Niemcy. Polscy „łowcy głów” namierzyli poszukiwanego za handel ludźmi

Niemcy. Polscy „łowcy głów” namierzyli poszukiwanego za handel ludźmi

Ocenzurowane zdjęcie zatryzmanego
Ocenzurowane zdjęcie zatryzmanegoŹródło:Policja
Niespełna kilkanaście dni od przejęcia sprawy, zajęło „łowcom głów” z katowickiej komendy wojewódzkiej policji ustalenie miejsca ukrywania się mężczyzny, podejrzanego o handel ludźmi. 31-letni bytomianin od 2 lat „unikał” przedstawicieli wymiaru sprawiedliwości.
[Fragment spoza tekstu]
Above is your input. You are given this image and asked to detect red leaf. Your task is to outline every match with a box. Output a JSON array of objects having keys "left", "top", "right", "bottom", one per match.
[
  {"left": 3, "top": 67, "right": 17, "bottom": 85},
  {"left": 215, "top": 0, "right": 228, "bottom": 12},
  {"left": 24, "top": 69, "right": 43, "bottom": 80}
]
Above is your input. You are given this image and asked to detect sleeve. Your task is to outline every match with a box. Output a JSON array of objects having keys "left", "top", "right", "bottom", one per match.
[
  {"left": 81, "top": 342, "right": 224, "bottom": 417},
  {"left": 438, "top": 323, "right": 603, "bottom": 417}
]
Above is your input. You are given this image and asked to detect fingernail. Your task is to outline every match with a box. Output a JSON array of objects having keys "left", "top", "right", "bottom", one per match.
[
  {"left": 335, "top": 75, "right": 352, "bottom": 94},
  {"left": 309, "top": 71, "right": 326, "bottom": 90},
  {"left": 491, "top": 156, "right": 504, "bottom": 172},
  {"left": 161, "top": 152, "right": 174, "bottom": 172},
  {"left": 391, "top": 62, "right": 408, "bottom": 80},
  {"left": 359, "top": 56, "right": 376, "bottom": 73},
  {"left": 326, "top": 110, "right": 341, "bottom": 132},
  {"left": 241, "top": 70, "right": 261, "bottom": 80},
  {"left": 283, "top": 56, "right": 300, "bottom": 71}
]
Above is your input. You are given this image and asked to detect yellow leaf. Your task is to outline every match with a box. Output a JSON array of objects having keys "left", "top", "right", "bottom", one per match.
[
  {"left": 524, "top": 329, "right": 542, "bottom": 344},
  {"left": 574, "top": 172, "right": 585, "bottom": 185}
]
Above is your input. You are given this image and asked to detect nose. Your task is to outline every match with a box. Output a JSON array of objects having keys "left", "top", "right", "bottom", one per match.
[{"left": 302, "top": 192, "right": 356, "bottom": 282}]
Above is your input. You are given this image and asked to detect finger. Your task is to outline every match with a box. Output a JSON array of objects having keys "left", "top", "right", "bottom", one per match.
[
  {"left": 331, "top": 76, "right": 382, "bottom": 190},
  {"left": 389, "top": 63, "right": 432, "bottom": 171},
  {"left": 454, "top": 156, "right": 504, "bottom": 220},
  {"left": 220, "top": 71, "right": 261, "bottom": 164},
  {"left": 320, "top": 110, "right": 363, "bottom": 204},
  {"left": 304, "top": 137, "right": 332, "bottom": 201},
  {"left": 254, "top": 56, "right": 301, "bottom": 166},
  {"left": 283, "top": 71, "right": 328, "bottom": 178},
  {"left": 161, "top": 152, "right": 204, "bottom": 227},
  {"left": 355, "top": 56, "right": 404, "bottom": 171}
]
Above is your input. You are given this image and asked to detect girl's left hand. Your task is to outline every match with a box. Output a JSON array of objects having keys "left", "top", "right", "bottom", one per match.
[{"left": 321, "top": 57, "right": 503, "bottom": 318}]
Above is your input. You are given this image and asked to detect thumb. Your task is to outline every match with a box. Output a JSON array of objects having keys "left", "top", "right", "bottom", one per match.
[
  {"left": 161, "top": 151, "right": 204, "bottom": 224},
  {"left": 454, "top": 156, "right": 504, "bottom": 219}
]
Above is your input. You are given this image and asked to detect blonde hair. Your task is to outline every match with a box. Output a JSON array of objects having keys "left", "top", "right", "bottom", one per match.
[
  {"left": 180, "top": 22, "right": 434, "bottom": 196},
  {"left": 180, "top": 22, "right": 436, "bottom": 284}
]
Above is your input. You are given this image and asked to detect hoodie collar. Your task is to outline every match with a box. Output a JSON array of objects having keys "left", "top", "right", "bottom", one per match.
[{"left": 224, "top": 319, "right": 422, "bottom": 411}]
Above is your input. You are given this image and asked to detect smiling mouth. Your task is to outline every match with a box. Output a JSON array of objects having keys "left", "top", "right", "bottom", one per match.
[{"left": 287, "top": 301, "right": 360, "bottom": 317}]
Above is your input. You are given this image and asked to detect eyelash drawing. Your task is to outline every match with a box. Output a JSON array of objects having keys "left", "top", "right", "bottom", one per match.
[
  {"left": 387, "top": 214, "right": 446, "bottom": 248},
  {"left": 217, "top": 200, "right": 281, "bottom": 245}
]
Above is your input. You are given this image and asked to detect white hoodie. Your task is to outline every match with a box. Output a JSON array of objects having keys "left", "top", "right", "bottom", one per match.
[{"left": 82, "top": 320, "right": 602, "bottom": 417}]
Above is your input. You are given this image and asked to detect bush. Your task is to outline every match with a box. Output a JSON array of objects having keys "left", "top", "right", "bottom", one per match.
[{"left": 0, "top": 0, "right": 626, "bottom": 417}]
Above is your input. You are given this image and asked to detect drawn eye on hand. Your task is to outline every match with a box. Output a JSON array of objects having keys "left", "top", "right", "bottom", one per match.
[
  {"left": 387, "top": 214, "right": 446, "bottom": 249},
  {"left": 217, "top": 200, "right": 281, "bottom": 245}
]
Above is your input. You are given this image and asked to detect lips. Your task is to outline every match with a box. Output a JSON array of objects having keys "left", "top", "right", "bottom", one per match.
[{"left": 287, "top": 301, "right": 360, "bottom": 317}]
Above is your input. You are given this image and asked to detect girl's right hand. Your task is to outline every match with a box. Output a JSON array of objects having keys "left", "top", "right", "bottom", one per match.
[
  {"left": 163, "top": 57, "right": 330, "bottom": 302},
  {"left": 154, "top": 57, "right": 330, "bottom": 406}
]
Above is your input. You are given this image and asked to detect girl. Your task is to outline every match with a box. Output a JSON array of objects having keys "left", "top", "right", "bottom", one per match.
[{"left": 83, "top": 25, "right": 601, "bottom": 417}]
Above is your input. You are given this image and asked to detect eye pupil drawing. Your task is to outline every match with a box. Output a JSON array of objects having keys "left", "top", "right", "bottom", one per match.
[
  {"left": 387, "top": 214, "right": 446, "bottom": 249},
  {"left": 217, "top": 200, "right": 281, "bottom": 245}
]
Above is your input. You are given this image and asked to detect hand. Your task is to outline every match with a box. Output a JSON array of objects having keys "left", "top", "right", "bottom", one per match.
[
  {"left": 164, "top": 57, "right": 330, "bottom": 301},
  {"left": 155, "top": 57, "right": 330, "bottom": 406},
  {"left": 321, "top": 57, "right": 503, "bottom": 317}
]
Zespół Poszukiwań Celowych, czyli popularni „łowcy głów” z Sekcji do Walki z Przestępczością Przeciwko Życiu i Zdrowiu Wydziału Kryminalnego Komendy Wojewódzkiej Policji w Katowicach, od listopada 2018 roku poszukiwali 31-letniego mieszkańca Bytomia. Prokuratura Okręgowa w Szczecinie wydała za mężczyzną list gończy, oskarżając go o handel ludźmi. Wydany został również Europejski Nakaz Aresztowania.

Zaledwie kilkanaście dni zajęło polskim policjantom ustalenie, że od dwóch lat Damian M. ukrywa się w Niemczech. Za pośrednictwem Biura Międzynarodowej Współpracy KGP niezwłocznie poinformowano o tym stronę niemiecką. Stróże prawa z Niemiec, po otrzymaniu szczegółowych informacji od strony polskiej, zatrzymali poszukiwanego w grudniu 2018 roku w zachodniej części Niemiec w mieście Duisburg.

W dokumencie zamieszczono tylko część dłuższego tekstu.